A pellet gun is fired straight downward from the edge of a cliff that is 15m above the ground. The pellet strikes the ground with a speed of 27 m/s. How long does it take for the pellet to reach the ground with an initial velocity of 5.9 m/s.
average velocity=(27+5,9)/3=10.97m/s
time=distance/velocity
To solve this problem, we can use the equations of motion in the vertical direction.

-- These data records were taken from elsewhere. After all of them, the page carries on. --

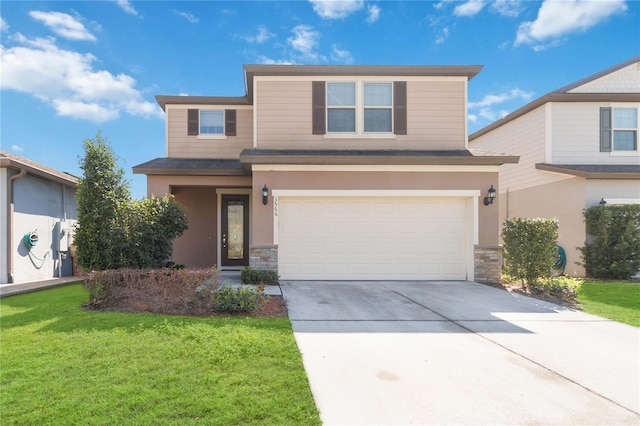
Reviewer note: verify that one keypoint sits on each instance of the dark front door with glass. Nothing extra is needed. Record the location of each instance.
(235, 230)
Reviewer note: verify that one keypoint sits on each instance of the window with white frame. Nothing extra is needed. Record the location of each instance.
(211, 122)
(378, 103)
(625, 129)
(363, 107)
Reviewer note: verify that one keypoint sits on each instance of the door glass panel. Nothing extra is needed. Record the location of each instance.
(235, 241)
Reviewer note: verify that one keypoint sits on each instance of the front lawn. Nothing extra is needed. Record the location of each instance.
(616, 300)
(62, 365)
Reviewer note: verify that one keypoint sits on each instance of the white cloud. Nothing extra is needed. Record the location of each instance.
(69, 82)
(188, 16)
(262, 36)
(268, 61)
(127, 7)
(341, 55)
(470, 8)
(485, 108)
(64, 25)
(336, 9)
(374, 14)
(558, 18)
(305, 41)
(510, 8)
(490, 100)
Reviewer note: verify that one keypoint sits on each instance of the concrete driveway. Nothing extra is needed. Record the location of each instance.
(460, 353)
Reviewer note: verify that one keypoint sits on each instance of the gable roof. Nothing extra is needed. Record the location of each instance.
(564, 94)
(251, 71)
(12, 161)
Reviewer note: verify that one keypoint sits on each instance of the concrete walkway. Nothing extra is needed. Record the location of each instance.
(460, 353)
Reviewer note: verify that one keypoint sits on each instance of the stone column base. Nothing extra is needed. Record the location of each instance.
(488, 263)
(264, 257)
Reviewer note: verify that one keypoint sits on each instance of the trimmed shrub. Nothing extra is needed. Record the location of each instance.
(562, 287)
(165, 291)
(240, 299)
(529, 248)
(250, 275)
(612, 249)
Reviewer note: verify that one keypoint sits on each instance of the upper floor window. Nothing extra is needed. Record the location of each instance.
(359, 107)
(211, 123)
(625, 129)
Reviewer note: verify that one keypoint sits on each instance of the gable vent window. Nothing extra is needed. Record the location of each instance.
(211, 123)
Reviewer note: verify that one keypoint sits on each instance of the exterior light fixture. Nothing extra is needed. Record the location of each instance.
(491, 195)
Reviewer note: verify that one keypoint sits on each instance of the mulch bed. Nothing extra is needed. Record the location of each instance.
(517, 288)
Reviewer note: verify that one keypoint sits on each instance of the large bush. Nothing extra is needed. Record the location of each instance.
(164, 290)
(612, 249)
(529, 247)
(114, 231)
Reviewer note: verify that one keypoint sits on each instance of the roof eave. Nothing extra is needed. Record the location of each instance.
(588, 174)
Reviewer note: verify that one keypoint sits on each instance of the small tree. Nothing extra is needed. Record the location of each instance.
(114, 231)
(101, 194)
(614, 247)
(529, 247)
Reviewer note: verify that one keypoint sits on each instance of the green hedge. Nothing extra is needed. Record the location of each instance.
(529, 247)
(250, 275)
(612, 249)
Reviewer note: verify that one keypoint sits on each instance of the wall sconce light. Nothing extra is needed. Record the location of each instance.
(491, 195)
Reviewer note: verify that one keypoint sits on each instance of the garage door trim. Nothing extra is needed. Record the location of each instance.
(471, 196)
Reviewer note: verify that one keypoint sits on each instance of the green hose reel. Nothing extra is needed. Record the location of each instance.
(30, 239)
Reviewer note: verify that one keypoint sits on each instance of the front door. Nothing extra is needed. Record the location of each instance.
(235, 230)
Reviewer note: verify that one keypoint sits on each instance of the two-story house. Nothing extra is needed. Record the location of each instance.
(334, 172)
(578, 147)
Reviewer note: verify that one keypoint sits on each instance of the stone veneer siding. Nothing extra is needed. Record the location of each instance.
(488, 263)
(264, 257)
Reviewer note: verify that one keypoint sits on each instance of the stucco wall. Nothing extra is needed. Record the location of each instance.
(564, 200)
(41, 206)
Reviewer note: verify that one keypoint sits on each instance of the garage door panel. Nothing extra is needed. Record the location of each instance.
(373, 238)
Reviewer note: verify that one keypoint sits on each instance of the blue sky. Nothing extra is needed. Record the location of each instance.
(71, 68)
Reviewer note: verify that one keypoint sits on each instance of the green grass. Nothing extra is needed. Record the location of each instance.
(616, 300)
(62, 365)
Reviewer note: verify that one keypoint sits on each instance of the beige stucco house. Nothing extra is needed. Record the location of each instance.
(578, 146)
(38, 213)
(333, 172)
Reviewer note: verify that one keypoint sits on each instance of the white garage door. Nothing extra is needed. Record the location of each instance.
(373, 238)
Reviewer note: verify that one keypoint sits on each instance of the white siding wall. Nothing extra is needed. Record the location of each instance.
(435, 118)
(526, 137)
(576, 134)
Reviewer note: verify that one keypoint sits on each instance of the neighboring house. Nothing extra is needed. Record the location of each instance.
(37, 216)
(333, 172)
(578, 146)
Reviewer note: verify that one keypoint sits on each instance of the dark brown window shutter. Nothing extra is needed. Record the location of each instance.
(230, 122)
(605, 129)
(319, 108)
(400, 107)
(193, 122)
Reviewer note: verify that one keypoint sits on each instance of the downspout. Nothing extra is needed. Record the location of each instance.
(13, 178)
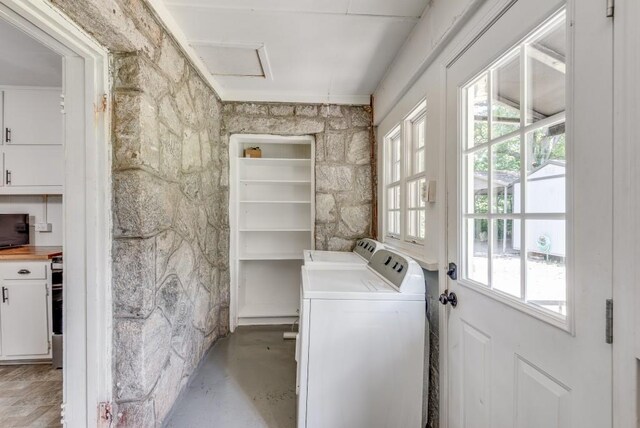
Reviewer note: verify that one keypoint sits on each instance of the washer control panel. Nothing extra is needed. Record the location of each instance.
(401, 271)
(367, 247)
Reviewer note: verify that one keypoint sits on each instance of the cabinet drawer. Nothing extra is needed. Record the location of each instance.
(24, 270)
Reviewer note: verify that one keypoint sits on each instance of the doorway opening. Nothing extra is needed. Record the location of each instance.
(56, 192)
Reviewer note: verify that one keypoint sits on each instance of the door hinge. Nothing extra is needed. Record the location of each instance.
(102, 106)
(105, 414)
(62, 409)
(609, 324)
(611, 5)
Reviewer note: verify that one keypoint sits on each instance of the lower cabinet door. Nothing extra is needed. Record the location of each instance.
(24, 318)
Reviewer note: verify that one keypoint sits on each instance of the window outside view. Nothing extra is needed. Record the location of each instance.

The equation that relates the final velocity (vf), initial velocity (vi), acceleration (a), and time (t) is given by:
vf = vi + at
In this case, the initial velocity (vi) is 5.9 m/s, the final velocity (vf) is 27 m/s, and the acceleration (a) is due to gravity, which is approximately -9.8 m/s^2 (negative sign indicates downward direction).
So, applying the equation:
27 = 5.9 + (-9.8)t
To find the time (t), we need to solve the equation for t.
Subtracting 5.9 from both sides of the equation:
21.1 = -9.8t
Dividing both sides by -9.8:
t = 21.1 / -9.8
Calculating the value:
t ≈ -2.153 seconds.
However, since time cannot be negative in this context, we can exclude this solution.
Therefore, the pellet takes approximately 2.153 seconds to reach the ground.